Re: [gradle-dev] some thoughts on the dsl for multiple outputs for jvm based projects

Adam Murdoch Mon, 04 Feb 2013 14:50:28 -0800

On 05/02/2013, at 5:12 AM, Daz DeBoer wrote:

> On 4 February 2013 00:07, Adam Murdoch <[email protected]> wrote:
>> Hi,
>> 
>> So, we're planning to have a bunch of 'jvm binaries' that can be built from
>> various language source sets and other things. There will be a few different
>> types of binaries, such as class directory binaries and jar binaries,
>> possibly some others.
>> 
>> Something we need to sort out is how to structure the DSL for these
>> executable things. The current plan is to have a single container that owns
>> all of these jvm binaries, so you might declare something like this:
>> 
>> jvm {
>>    binaries {
>>        mainClasses(ClassesDirectoryBinary) {
>>            … some inputs and other configuration ...
>>        }
>>        mainJar(JarBinary) {
>>            … some inputs and other configuration …
>>        }
>>    }
>> }
>> 
>> There might be a similar container for native binaries:
>> 
>> native {
>>    binaries {
>>        windowsX86DebugShared(SharedLibraryBinary) {
>>            … some inputs and other configuration …
>>        }
>>        windowsX86DebugStatic(StaticLibraryBinary) {
>>            ...
>>        }
>>        windowsX86DebugExe(ExecutableBinary) {
>>            …
>>        }
>>    }
>> }
>> 
>> Some questions:
>> 
>> * Is using a flat name the best way to identify these things? Once you add a
>> few dimensions, the names start to get awkward. This is certainly can be the
>> case for native binaries, and can also be the case for jvm binaries. For
>> example, I might have (feature, binary type, groovy version, jvm version) as
>> relevant dimensions for a Groovy library that targets multiple groovy
>> versions and jvm versions.
> 
> Are the names of these things important at all? Or in general are we
> just forcing users to come up with a name that adds little value?

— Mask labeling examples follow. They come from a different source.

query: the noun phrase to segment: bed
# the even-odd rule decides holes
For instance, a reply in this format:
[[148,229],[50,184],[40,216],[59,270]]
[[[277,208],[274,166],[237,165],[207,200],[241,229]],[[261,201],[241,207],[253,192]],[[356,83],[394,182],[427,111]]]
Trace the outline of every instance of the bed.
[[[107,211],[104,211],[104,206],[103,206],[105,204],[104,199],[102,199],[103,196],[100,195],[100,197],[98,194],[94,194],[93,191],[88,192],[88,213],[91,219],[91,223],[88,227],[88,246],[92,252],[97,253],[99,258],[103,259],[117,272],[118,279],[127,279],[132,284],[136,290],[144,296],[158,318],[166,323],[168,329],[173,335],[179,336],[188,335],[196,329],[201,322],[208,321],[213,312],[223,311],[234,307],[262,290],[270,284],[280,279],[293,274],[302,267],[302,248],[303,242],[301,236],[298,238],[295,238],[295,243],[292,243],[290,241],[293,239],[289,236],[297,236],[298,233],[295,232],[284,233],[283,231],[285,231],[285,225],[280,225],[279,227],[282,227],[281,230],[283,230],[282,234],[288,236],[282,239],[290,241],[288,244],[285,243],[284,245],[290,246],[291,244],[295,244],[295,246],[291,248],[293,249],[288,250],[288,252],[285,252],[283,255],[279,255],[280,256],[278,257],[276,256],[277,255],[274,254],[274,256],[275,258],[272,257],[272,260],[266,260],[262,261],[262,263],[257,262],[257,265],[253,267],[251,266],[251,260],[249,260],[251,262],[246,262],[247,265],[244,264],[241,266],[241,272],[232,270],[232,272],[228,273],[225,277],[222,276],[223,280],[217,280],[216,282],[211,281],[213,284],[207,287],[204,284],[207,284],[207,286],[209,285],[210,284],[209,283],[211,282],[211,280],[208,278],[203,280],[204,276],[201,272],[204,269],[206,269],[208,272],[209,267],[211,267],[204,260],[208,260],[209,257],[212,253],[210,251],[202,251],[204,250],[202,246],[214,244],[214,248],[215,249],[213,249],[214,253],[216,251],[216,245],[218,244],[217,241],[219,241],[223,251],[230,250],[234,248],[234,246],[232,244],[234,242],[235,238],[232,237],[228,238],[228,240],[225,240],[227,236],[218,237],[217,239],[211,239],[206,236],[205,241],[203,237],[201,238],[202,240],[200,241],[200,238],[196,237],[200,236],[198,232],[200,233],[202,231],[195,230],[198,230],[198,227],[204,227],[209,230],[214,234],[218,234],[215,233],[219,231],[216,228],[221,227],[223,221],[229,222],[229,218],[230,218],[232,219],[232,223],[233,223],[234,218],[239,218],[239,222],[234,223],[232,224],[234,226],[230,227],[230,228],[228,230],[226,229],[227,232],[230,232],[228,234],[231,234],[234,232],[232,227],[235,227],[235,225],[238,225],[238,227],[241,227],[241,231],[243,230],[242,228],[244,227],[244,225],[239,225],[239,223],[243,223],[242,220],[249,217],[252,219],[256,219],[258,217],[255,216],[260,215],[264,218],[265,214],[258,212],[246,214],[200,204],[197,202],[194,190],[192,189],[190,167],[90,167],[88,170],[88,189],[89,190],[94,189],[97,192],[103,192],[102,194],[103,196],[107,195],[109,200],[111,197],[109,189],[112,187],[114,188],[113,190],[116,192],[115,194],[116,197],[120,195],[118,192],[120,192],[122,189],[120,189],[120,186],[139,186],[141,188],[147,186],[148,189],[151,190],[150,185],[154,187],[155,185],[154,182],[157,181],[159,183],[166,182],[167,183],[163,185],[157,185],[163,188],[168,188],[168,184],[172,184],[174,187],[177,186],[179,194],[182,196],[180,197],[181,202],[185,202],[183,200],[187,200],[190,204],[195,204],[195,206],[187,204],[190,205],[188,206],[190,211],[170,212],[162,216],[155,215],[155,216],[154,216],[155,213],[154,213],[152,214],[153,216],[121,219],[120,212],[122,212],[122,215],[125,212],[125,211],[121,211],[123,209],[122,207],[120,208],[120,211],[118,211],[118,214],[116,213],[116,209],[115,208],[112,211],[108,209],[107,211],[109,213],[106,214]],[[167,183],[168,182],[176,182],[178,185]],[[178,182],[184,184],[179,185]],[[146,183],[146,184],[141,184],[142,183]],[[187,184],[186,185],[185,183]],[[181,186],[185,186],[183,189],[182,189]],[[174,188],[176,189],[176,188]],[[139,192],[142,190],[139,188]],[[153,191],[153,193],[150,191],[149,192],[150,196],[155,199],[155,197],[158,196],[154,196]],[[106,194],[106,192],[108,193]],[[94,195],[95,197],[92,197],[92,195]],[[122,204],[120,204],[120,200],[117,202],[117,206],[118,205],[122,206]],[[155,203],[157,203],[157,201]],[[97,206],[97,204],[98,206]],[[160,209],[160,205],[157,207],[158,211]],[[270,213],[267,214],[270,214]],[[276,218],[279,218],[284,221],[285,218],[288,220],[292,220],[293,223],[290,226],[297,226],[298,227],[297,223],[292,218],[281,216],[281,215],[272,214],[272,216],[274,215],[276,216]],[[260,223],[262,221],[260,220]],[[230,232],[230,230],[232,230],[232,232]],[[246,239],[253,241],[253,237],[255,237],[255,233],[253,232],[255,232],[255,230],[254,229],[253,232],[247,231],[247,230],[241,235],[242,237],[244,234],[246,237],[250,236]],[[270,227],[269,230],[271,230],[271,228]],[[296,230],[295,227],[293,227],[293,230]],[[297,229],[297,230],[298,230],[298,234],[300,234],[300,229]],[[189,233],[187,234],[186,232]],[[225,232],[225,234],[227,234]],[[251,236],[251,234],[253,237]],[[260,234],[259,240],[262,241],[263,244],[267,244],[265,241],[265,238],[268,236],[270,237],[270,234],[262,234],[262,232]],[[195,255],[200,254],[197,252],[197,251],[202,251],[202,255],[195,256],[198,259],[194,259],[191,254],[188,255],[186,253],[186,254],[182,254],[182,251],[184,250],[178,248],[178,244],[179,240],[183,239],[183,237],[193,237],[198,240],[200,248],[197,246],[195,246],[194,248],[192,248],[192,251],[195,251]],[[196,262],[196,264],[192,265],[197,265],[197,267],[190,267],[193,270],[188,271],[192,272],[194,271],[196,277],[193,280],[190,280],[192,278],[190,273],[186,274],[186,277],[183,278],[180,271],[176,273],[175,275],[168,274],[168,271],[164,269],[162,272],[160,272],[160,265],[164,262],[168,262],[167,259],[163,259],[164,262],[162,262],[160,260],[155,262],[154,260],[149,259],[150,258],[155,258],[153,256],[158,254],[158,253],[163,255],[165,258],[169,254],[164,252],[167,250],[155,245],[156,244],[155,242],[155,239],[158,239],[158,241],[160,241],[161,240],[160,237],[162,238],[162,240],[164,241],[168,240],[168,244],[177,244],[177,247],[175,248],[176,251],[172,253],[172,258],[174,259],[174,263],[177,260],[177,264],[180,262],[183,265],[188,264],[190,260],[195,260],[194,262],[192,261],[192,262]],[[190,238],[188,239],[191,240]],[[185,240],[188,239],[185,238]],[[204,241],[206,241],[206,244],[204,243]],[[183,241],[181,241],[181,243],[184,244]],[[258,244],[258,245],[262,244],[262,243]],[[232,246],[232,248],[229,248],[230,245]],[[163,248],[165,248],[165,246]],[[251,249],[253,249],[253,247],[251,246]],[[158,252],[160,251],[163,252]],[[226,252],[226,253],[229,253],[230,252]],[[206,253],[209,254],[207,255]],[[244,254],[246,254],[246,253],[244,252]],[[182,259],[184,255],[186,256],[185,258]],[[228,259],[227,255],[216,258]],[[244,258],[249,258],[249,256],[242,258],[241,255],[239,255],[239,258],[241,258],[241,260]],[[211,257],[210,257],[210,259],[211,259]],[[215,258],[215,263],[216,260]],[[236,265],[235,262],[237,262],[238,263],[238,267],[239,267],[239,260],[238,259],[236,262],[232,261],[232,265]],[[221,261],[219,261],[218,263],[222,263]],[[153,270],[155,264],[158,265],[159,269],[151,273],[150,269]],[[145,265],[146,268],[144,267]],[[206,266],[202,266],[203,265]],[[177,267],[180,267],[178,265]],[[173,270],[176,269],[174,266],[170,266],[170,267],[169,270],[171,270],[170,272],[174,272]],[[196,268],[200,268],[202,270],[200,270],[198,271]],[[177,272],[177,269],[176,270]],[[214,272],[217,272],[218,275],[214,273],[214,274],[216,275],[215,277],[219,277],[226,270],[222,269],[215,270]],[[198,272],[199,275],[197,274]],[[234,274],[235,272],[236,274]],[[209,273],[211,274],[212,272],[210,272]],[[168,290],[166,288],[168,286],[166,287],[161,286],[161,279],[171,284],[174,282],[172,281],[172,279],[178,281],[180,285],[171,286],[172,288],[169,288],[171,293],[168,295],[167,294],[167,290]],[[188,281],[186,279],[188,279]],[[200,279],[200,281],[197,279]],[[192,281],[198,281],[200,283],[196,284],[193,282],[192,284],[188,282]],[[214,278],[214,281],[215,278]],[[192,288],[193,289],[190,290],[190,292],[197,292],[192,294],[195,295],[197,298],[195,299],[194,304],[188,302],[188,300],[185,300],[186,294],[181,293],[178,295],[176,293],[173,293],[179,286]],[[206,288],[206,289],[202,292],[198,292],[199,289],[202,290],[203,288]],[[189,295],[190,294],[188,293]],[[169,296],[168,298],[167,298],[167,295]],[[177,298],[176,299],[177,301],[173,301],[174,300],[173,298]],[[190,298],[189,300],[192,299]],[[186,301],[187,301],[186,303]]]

I think it varies for different types of things. For some things, a name is a 
natural way of identifying the thing. For other things (most things?) it makes 
more sense to identify a thing by its type and some attributes about the thing.

The complication is that the set of attributes that identify a thing vary based 
on what I'm building. For example:

* If I have a single publication, then I want to refer to it as 'the 
publication'. The other stuff (type, groupId, artefactId, version) are just 
attributes of the publication.
* If I publish 2 maven modules, then I want to refer to them as the 'api 
publication' and the 'impl publication', say.
* If I build debug and release variants of my windows executable, then I want 
to refer to them as the 'debug executable' and the 'release executable'. All 
the other stuff (windows, amd64, multi-threaded, visual-c++ compiler, 
optimisation-level) are just attributes of the publication.
* If I build debug and release variants on windows and linux for x86 and amd64, 
then I want to refer to them using a tuple such as (windows, amd64, release).

That is, a thing often just has a bunch of attributes, any of which could be 
used to identify it, and it's how the thing is different to the others that is 
useful for identifying it.

One nice aspect of ditching the name is that a thing can more naturally live in 
different containers and be grouped in different ways. Which would mean that 
some of these questions about how things are grouped become less important - 
just group them whichever way you like.


> How
> often does a user need to differentiate between them by name?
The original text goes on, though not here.